Apen - „Es brummt. Das ist die beste Börse bislang, sowohl vom Angebot als auch von der Nachfrage“, strahlt Christel Pleyn, Pressewartin des Rassegeflügelzuchtvereins Apen-Augustfehn und Vorsitzender Ludger Bünnemeyer fügt hinzu: „Die Kleintierbörse ist inzwischen weit bekannt und beliebt.“ Auch viel Fachpublikum würde die Börse zum Schauen, Kaufen und Fachsimpeln nutzen – eben als Erfahrungsaustausch. Etwa 25 Aussteller aus dem gesamten Weser-Ems-Gebiet bieten zwischen 600 und 800 Tiere zum Verkauf an.
Die inzwischen fünfte Kleintierbörse des Vereins in der Werkhalle der Firma van Rüschen im Gewerbegebiet lockt bereits am frühen Sonntagmorgen die Interessenten. Der Rassegeflügelzuchtverein dankt Familie van Rüschen für die Überlassung der großen Halle.

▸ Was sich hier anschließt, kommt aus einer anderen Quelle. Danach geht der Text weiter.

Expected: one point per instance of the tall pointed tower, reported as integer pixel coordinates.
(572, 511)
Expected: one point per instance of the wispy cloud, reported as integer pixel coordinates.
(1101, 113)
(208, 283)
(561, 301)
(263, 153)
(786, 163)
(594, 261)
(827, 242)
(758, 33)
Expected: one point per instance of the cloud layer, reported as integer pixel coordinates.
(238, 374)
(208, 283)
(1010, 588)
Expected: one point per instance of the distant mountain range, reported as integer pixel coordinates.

„Wer etwas sucht, der kommt früh“, erklärt ein Hobbyzüchter aus Bunde den Ansturm am Morgen. Sven Hellmers, Hobbyzüchter aus Edewecht, hat innerhalb der ersten halben Stunde sein Geschäft abgewickelt: „Fünf Nymphensittiche und zwei Kanarien – ruckzuck verkauft.“
Die Mitglieder des Rassegeflügelzuchtvereins Apen-Augustfehn haben die Börse vorbereitet. Hühner, Enten, Gänse, Kaninchen, Kanarienvögel, Papageien, Wellensittiche, Meerschweinchen, Wachteln und Zierenten der verschiedenen Arten und Rassen werden zum Kauf angeboten.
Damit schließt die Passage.